The association between the 85th percentile operating speed of various vehicle classes (motorcycle, light vehicle, medium vehicle, and heavy vehicle) was explored at different study sites, different study points, time periods (day and night), travel directions (AB and BA), and horizontal curve radii. The 85th percentile speed is defined as the speed at or below that which 85% of drivers travel on a road segment. In this study, the 85th percentile speed for each vehicle class was obtained from the cumulative frequency distribution curve, as illustrated in Figure 2. With the hypothesis that the study points, time (day and night), travel directions (AB and BA), and horizontal curve radii affect the speed of various vehicle classes on two-lane rural roads, an ANOVA was used to determine whether there is a statistically significant difference between two or more categorical groups by testing for differences between the means using variance. The Tukey post hoc test was then conducted to assess the significance of the differences between vehicle classes at each study point using the mean of the 85th percentile speed. The Tukey post hoc test is often a follow-up to one-way ANOVA when the F-test has revealed the existence of a significant difference between some of the tested groups.

3.3. Site Description

A total of seven horizontal curves with various radii, lane widths, and curve lengths were chosen on two lane-rural roads in the state of Johor, Malaysia. Johor is in the south of Peninsular Malaysia, with a population of around 3.7 million. There are two main categories of roads in Johor, according to Public Work Department [43]: federal roads, with a total length of 2459 km, and state roads, with a total length of 23,055 km paved roads. The following criteria were considered for the selection of sites to avoid disruptions in normal traffic behaviors [33]:
(i).
The pavement is in good condition, with uniform lanes and shoulder width.
(ii).
There are no features that may disrupt vehicle speed (e.g., stop control or signalized intersection).
(iii).
The tangent length is more than 700 m.
The study focuses on three districts: Pontian, Kota Tinggi, and Kulai. The geometric characteristics of the respective districts are presented in Table 2. In total, seven sites were chosen for data collection. According to Arahan Teknik (Jalan) [44], four study sites are classified as R3 (low geometric standards and design speeds of 60 km/h), one study site as R4 (medium geometric standards and design speed of 70 km/h or more), and two study sites as R5 (high geometric standards and design speeds ≥80 km/h). The typical study site conditions are shown in Figure 3.

4. Results

Analysis of the traffic data showed that light vehicles accounted for the highest (73%) share of the traffic composition, followed by medium vehicles (14%) and motorcycles (11%). The proportion of heavy vehicles was 2%. As the study focuses on two-lane rural roads that usually serve nearby localities, the proportion of heavy vehicles on these roads is low. The percentages of the individual classes of vehicles are presented in Figure 4.
Descriptive statistics of the observed speed for all vehicle classes at the five study points are presented in Table 3. The reported means of all vehicle classes differ, with the mean speed on curves (BC, MP, and EC) being lower than on tangent sections (AT and DT). This indicates that drivers typically select their speeds on long tangents oblivious to the safe speeds on downstream horizontal curves, and they reduce their speed when they approach and enter a horizontal curve. Drivers then accelerate out of the curve and maintain a reasonable speed at the departure tangent. In comparison to the mean speed at the departure tangent, the mean speed at the approach tangent was found to be greater. Among the vehicle classes considered in the study, the highest maximum speed was reported for light vehicles, and the lowest maximum speed was reported for heavy vehicles. This is because light vehicles are designed to achieve greater speeds than other vehicle classes by utilizing greater horsepower and vehicle dynamics. Heavy vehicles, however, are designed with greater torque power for delivering goods and usually travel at lower speeds compared to other vehicle classes. The findings also show that motorcycles have the highest minimum speed. Considerable variations in the standard deviation of speeds were also observed among vehicle classes, with a range of 12 to 17 km/h.
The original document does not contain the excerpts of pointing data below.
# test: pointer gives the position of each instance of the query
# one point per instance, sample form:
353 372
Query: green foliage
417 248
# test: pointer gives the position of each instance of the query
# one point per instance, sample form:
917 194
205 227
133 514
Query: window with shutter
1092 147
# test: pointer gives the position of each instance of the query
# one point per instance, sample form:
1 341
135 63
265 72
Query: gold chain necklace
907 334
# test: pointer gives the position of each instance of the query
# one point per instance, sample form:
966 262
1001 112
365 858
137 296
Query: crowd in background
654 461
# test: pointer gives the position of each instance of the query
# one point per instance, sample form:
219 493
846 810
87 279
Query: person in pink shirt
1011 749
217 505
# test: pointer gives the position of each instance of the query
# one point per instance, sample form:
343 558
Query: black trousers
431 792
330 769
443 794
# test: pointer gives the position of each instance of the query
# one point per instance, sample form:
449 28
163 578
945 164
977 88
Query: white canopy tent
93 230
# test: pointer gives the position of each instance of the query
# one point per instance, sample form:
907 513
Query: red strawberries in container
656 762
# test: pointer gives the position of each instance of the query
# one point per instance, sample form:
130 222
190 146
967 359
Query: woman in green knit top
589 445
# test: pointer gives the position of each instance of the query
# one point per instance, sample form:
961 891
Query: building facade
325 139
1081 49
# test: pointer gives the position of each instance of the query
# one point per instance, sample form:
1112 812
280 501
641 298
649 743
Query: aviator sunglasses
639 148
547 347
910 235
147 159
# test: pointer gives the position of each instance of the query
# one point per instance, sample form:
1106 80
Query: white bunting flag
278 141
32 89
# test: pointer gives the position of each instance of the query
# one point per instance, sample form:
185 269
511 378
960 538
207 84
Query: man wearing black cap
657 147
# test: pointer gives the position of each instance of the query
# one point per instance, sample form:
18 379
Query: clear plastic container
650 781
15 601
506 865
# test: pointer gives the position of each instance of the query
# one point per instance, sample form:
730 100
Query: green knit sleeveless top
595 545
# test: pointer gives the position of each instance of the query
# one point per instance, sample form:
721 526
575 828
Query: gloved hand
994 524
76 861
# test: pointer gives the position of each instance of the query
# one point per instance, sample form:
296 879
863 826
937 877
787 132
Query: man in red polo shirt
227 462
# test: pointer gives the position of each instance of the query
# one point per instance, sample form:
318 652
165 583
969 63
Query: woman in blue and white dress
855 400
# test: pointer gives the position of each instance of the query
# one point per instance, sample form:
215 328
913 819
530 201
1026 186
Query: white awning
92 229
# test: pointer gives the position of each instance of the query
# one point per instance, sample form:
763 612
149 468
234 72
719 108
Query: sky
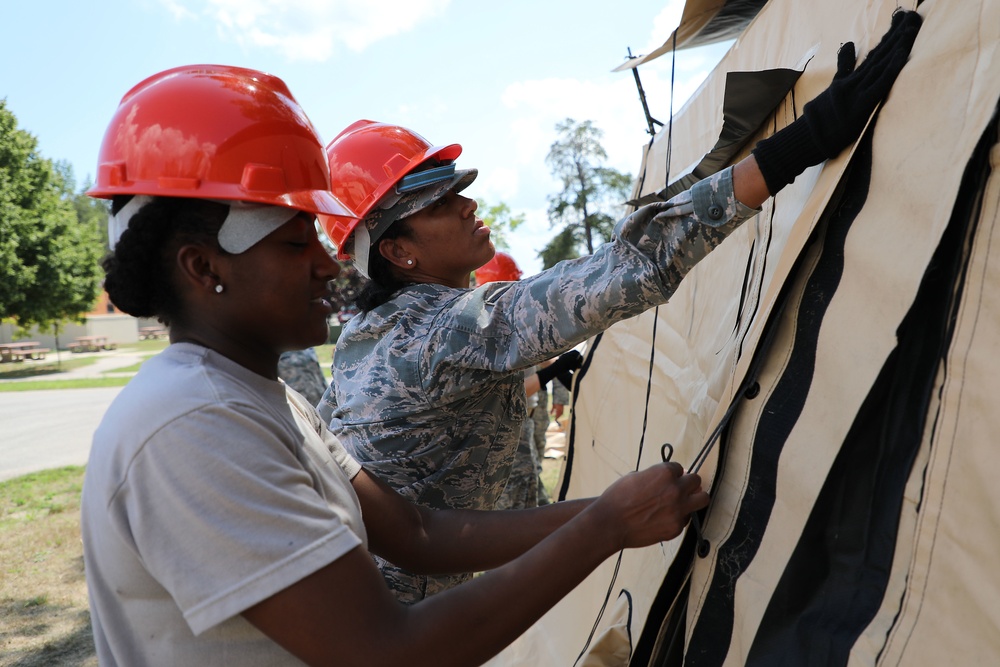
494 77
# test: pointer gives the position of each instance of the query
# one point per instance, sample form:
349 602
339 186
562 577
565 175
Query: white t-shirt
209 488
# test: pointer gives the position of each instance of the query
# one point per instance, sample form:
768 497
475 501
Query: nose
469 205
327 268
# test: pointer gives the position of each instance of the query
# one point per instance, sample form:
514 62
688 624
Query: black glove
836 117
565 364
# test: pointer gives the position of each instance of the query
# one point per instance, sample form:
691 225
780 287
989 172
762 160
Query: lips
323 301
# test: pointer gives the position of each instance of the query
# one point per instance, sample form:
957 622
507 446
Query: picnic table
91 344
152 333
21 350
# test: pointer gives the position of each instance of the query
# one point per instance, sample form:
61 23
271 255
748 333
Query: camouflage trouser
521 491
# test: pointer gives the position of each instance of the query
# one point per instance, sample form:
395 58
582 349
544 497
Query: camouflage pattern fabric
428 392
521 491
301 371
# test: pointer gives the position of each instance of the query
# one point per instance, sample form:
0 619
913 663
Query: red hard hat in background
216 132
501 267
366 161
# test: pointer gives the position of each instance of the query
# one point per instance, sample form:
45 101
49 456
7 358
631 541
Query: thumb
846 58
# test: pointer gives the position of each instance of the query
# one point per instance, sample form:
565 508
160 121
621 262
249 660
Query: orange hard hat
501 267
216 132
367 160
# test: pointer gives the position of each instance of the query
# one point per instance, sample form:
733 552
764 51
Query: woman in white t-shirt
222 523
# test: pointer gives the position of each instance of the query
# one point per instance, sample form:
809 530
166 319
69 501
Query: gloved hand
565 364
836 117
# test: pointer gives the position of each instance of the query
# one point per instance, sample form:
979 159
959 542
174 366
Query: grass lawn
44 593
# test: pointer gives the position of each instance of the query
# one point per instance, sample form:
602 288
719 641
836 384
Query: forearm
492 610
473 541
444 541
748 183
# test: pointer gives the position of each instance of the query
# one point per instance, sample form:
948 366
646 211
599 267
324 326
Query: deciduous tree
501 221
49 258
592 194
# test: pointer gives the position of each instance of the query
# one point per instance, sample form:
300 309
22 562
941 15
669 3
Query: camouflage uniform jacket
427 388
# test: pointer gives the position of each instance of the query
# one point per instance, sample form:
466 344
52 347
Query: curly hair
139 271
384 280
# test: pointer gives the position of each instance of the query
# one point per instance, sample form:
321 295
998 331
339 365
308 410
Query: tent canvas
862 444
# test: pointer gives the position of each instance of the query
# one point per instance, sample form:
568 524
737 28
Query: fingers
846 57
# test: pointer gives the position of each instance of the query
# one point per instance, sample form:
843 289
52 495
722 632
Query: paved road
48 429
51 428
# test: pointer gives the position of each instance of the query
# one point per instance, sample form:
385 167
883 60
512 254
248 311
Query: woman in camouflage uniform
427 387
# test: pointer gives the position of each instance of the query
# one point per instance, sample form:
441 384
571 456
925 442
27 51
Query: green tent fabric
843 344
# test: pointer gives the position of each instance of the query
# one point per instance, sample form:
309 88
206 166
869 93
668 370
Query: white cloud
310 29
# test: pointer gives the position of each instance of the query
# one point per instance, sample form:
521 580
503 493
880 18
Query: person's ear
397 253
196 266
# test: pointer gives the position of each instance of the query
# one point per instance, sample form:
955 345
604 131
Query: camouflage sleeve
650 253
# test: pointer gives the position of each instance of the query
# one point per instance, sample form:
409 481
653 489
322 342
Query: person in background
228 526
427 389
301 370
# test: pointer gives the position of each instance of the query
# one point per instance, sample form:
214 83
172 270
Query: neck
262 362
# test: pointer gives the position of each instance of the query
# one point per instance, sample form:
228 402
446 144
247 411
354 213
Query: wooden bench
17 351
4.1. Effect of Tangent–Curve Section on Speed Behavior

The comparison of the 85th percentile speed of vehicle classes at different points along the tangent and curve is presented in Figure 5. Vehicles are found to travel at a higher speed on the AT, as tangent sections on rural roads offer no geometric restrictions to drivers, and they can attain a desired speed. While entering the horizontal curve, drivers tend to reduce their speed through the BC until they attain the maximum speed reduction at the MP to negotiate the curve safely and comfortably. Vehicles with high speed on horizontal alignment tend to lose control due to the loss of frictional force [16]. Furthermore, vehicles exiting horizontal alignment are found to regain speed through the DT to attain the drivers’ desired speed for the tangent sections. This confirms that drivers vary their speed on horizontal alignment. They reduce their speed significantly when traversing from the curve to the tangent section to safely maneuver through the horizontal alignment [31]. The magnitude of speed reduction on a horizontal alignment depends on multiple factors, such as the vehicle type, the speed of the vehicle on the preceding tangent, and vehicle dynamics. Vehicle classes, such as motorcycles and light vehicles, were found to travel at higher speeds at the AT, but the speed reduction for light vehicles was greater than for motorcycles. Motorcycles are less restricted by geometric elements due to their smaller size and greater maneuverability.

4.2. Effect of Travel Direction on Speed Behavior

Another parameter influencing speed through curves is the travel direction. The effects of travel direction on the 85th percentile speed are presented in Figure 6. Directional analysis for four vehicle classes was performed at various study points. Although the vehicles traveled in the same horizontal alignment in directions AB and BA, their speed behavior differed, despite a nearly identical speed pattern. The speed behavior of the vehicles in direction AB was observed to be slightly higher than that of vehicles in direction BA. Such varying behavior implies that factors other than the radius of the horizontal alignment also affect speed behavior. Factors, such as the length of the preceding tangent and the vehicle approach speed at the curve section, influence speed behavior; a longer preceding tangent results in higher speed at the AT. In addition to the tangent section length, vehicle dynamics, such as braking efficiency and vehicle dimension, affect speed [45].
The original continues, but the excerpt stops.